SAMUELS: Ex-slave, first African-American Catholic priest in U.S. moves toward sainthood

September 24, 2019

This year, I celebrate the 10th anniversary of my priesthood here in the Archdiocese.

Looking back, it never occurred to me at my ordination that I would be one of the very few African-American Catholic priests not only in Texas but in the country. 

As I continue to reflect upon my priesthood in the Archdiocese, I feel that it is essential that we know the history of the Church, and to recognize the sacrifice and accomplishments of those who have come before. This is the reason for this reflection on Father Augustus Tolton.

Augustus Tolton was born into slavery in Brush Creek, Ralls County, Missouri in 1854 to Peter and Martha Tolton. Along with his family, he escaped to freedom during the chaos of the Civil War to later become the first African-American priest in the Roman Catholic Church.
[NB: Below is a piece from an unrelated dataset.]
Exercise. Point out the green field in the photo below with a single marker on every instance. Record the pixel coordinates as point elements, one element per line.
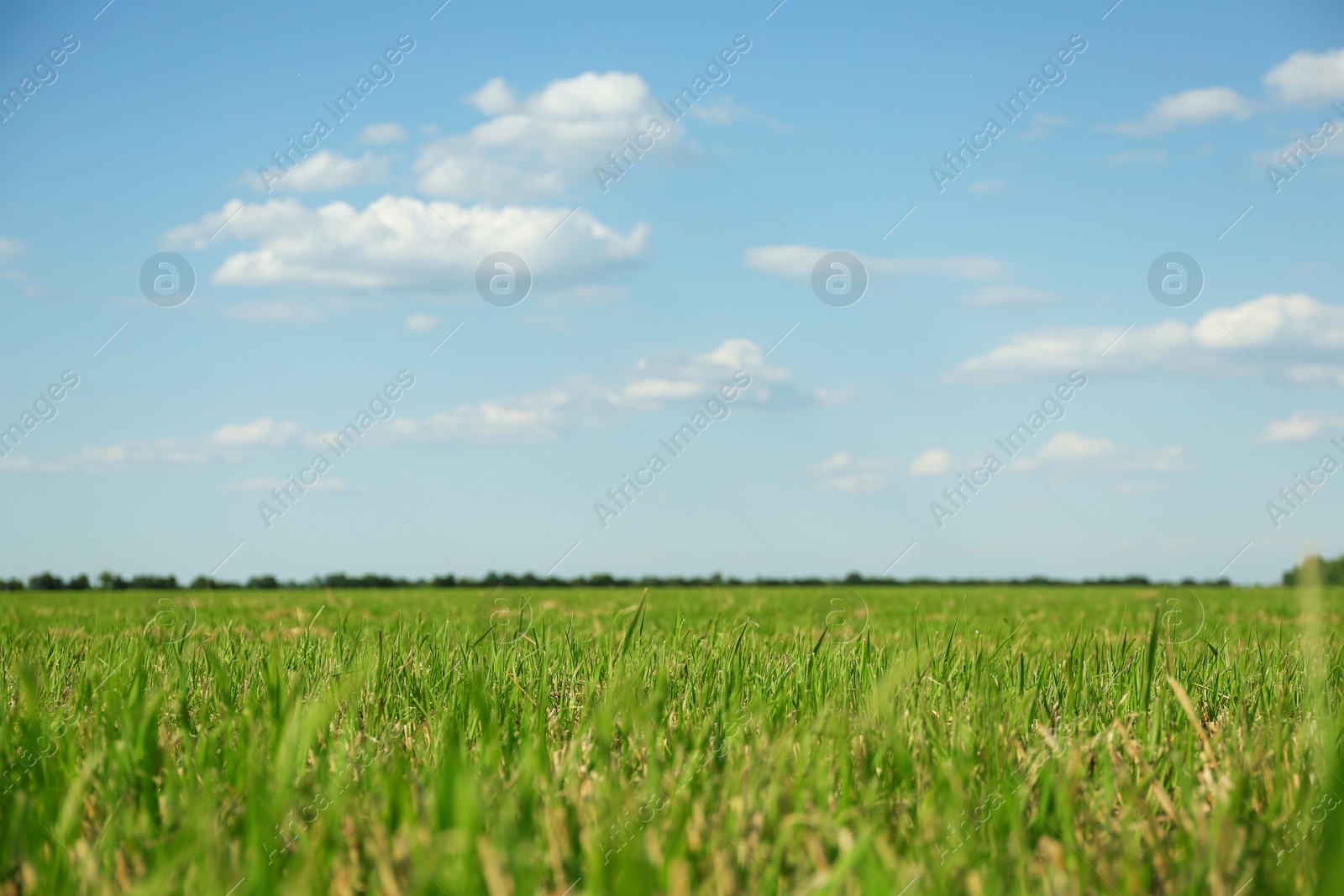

The U.S. Conference of Catholic Bishops has acknowledged that Father Tolton was the first Catholic priest “publicly known to be black” when he was ordained in 1886.

Earlier this past summer, the Vatican allowed advancing the cause of Father Tolton to take the first step toward becoming the Catholic Church’s first African-American saint.

Pope Francis put Father Tolton on the path to sainthood when he issued a decree recognizing “the heroic virtues of the Servant of God Augustine Tolton, Diocesan Priest; born in Brush Creek (United States of America) on April 1, 1854, and died in Chicago (United States of America) on July 9, 1897.”

Bishop Joseph Perry of the Archdiocese of Chicago called Father Tolton “a bright light in a difficult period of this nation’s history.”

Bishop Perry goes on to state: “His life and ministry still speak to the problems of our day where communities, neighborhoods and churches continue to evidence separations among race and class and the disturbances that erupt periodically from these social contradictions.”

Tolton was born on a plantation owned by a white Catholic who had his slaves baptized and given religious instruction, according to a biography published online by the Diocese of Springfield in Illinois. (Augustus Tolton was baptized and given the name Augustine.)

After the Tolton Family escaped from slavery, the family settled in Quincy, Illinois, where Augustus attended Catholic school.

After completing his elementary education, Augustus was allowed to enter St. Francis College to complete his studies. However, he faced much racial adversity as a potential candidate for the priesthood.

No Catholic seminary in the United States at the time would admit a black man, so in March 1880, Father Tolton was admitted to the College of Sacred Propaganda in Rome and was ordained to the priesthood on April 24, 1886.

Shortly after ordination, Father Tolton was sent to Quincy, Illinois for his first assignment as a priest.

He spent three difficult years there, facing racial hostility and a total lack of support, including difficulties from the white priests in the diocese who used racial slurs to refer to him.

There was evidence that the priests that were working with Father Tolton tried to convince the bishop to bar him from ministering to the white people of the diocese.

He was later transferred to Chicago where he ministered to the poor and built the community at St. Monica’s Catholic Church, which served the African-Americans of the city. Father Augustus died of heatstroke in 1897 at the age of 43.

“Father Tolton overcame the odds of slavery, prejudice and racism to become a humble priest and someone we should model our lives after,” said Bishop Thomas John Paprocki of Springfield, Illinois where Father Tolton is buried. 

Father Reginald Samuels is the vicar of Catholics of African Descent and pastor of St. Hyacinth Catholic Church in Deer Park.